In a body of work containing so much content, there are obvious standouts, such as “Who’s Afraid of Little Old Me?” and “Cassandra,” as well as weaker tracks like “The Tortured Poets Department” and “Robin.” Swift reunited with frequent collaborators Jack Antonoff and Aaron Dessner for the bulk of the songs on the album, with Patrik Berger, who worked on “SLUT!” for “1989 (Taylor’s Version),” on the “Anthology” track “I Look In People’s Windows.”

Taylor Swift’s lovers and haters alike will search the lyrics for evidence of which Tom, Dick, or Harry must be the muse for the songs, but the heart of the album goes far deeper than that.
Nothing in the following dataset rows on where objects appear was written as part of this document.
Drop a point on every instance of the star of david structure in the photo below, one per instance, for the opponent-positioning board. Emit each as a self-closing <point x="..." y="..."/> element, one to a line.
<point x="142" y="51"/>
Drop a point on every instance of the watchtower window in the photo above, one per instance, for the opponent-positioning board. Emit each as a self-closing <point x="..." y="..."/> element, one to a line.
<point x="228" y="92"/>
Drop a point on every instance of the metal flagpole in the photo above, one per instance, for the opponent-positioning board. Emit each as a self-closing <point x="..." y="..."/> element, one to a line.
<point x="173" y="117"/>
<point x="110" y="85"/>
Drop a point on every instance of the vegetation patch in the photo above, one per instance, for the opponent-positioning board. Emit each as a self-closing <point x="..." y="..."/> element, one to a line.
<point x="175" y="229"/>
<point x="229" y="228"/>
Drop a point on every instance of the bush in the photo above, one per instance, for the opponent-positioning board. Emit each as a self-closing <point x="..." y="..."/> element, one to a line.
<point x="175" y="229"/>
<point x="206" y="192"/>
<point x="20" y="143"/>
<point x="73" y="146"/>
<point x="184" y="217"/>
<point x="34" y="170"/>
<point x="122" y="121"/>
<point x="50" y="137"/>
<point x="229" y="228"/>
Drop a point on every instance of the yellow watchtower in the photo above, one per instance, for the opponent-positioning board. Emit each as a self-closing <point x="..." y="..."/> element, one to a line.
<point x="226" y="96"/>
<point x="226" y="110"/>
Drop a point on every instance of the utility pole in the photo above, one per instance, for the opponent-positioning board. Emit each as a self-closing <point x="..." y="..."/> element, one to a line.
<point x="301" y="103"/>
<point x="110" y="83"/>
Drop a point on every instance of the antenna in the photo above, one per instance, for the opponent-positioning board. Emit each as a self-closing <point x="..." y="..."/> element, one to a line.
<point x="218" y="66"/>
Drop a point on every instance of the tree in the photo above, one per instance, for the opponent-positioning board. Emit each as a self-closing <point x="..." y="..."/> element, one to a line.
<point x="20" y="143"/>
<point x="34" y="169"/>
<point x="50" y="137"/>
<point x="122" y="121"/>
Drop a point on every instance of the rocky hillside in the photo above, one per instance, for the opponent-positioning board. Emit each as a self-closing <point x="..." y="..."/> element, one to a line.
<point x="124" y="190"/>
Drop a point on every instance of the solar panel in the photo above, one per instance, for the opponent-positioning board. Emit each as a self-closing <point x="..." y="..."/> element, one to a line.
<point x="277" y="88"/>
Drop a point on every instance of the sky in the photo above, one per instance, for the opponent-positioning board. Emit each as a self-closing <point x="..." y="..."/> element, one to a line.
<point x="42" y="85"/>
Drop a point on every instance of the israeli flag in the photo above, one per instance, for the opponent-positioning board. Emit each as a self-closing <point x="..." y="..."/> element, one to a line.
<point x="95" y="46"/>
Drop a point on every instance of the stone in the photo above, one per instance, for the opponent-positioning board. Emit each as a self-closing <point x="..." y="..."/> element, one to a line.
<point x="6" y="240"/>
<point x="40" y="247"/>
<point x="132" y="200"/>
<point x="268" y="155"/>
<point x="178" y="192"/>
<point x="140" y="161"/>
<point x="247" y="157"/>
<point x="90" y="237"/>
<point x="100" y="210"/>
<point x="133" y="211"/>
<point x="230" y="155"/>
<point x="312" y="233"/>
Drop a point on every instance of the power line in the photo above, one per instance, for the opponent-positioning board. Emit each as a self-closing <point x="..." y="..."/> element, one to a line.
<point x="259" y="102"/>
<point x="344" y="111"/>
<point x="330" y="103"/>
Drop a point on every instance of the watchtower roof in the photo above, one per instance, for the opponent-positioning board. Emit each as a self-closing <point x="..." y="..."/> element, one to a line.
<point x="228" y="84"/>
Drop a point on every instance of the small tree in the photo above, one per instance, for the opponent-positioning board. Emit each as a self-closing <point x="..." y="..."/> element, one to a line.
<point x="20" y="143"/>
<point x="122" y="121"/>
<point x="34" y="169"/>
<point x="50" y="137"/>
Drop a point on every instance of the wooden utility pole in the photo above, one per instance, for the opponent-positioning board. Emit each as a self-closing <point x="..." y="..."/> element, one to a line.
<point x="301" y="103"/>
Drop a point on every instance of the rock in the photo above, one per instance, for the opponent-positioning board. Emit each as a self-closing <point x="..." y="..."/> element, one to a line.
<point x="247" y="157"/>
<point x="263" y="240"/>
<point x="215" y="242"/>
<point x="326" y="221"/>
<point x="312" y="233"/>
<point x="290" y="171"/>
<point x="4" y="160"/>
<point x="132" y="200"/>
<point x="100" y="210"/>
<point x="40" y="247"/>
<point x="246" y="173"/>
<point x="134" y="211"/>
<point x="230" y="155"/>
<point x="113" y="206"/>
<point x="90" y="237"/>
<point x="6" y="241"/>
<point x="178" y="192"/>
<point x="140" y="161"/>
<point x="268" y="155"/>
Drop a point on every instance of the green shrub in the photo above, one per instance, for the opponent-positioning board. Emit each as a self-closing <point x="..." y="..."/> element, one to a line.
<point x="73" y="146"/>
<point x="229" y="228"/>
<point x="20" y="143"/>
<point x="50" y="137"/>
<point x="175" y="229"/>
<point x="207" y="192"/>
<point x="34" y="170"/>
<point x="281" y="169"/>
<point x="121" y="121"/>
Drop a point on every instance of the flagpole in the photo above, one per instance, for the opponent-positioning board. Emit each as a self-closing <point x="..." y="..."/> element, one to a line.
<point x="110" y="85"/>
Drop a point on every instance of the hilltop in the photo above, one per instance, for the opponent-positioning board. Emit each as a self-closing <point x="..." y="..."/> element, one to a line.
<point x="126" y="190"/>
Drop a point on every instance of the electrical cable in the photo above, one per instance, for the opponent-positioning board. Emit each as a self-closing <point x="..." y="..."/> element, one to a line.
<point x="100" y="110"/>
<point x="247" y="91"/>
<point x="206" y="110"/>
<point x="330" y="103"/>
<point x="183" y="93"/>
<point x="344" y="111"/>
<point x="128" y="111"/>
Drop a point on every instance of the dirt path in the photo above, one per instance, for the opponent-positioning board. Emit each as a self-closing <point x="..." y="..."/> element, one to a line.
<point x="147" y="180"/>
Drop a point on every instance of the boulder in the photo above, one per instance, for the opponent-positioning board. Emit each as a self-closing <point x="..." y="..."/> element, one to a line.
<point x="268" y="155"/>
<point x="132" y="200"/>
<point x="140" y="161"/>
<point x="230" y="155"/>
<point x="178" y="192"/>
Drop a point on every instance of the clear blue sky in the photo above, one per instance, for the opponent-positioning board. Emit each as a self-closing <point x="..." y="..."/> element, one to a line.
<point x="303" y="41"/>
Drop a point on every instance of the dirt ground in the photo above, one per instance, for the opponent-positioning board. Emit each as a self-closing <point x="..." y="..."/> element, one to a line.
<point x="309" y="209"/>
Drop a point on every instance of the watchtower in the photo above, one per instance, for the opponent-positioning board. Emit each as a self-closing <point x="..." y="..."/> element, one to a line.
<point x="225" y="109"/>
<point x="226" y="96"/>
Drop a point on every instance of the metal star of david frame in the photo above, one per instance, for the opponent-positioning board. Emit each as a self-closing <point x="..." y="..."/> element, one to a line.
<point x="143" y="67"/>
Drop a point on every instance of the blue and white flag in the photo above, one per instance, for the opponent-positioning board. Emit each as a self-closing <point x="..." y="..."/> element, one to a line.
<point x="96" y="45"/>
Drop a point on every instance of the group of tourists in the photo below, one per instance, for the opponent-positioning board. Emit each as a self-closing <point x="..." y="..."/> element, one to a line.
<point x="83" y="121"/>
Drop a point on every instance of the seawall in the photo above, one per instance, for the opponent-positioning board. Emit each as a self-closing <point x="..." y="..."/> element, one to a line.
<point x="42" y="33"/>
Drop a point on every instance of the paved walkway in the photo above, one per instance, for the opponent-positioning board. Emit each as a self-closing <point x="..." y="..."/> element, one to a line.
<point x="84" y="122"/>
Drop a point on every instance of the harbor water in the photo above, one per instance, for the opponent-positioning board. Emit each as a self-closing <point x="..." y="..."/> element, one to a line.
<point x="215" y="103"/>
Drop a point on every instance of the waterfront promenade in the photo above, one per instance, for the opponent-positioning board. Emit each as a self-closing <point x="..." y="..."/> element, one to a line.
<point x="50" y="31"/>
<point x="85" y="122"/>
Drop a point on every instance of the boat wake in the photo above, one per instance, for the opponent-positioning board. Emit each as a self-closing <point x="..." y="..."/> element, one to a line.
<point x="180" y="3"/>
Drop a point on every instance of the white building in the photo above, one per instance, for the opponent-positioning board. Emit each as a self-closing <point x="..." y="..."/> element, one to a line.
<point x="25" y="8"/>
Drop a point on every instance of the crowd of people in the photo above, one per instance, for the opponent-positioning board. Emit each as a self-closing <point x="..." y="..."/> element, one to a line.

Swift is coming to terms with an aspect of her career that she has only touched on in the past; she introduced a surprise song on The Eras Tour with, “[this is] about how horrible being famous is.” 

The lyric video for the jaunty pop tune “I Can Do It With A Broken Heart” was set to footage of the record breaking tour, as Swift crooned, “Breaking down, I hit the floor, as the crowd was chanting more.”

On “Anthology” track “I Hate It Here,” Swift describes how, in times of struggle, she goes to “secret gardens in [her] mind,” potentially a reference to Frances Hodgson Burnett’s popular children’s book “The Secret Garden,” but perhaps also a reference to the speech she would give before “Betty” on The Eras Tour, in which she would describe the escapism of the folklore album during 2020. 

Each song on The Tortured Poets Department is steeped in years of Swift’s lore and history, the blurred lines of her professional and private lives. “But Daddy I Love Him,” is a tongue-in-cheek response to the constant scrutiny Swift faces for the public perception of her relationships. 

“God save the most judgmental creeps who say they want what’s best for me,” Swift sings as she begins the bridge (a group of fans infamously circulated a petition for Swift to call things off with her short-term boyfriend in 2023.) In another part of the song, she declares, “I’ll tell you something ’bout my good name, it’s mine alone to disgrace.”

“The Tortured Poets Department” will be scrutinized for years, perhaps even recognized as the beautiful body of work it is, but the core of the album is about the ever-present pressure, if not the inherently destructive nature, of fame. 

Eventually, this work will be recognized in its rightful place among the best of her discography, even if it will take distance from her success as an artist for some music lovers to accept that. The album has already been widely criticized by fans for being too confessional but not personal enough, or too long but lacking substance, and even too sonically different but too musically similar. As Swift deals with the price of fame, what is expected of her once she has surpassed infallibility and become culture’s favorite target?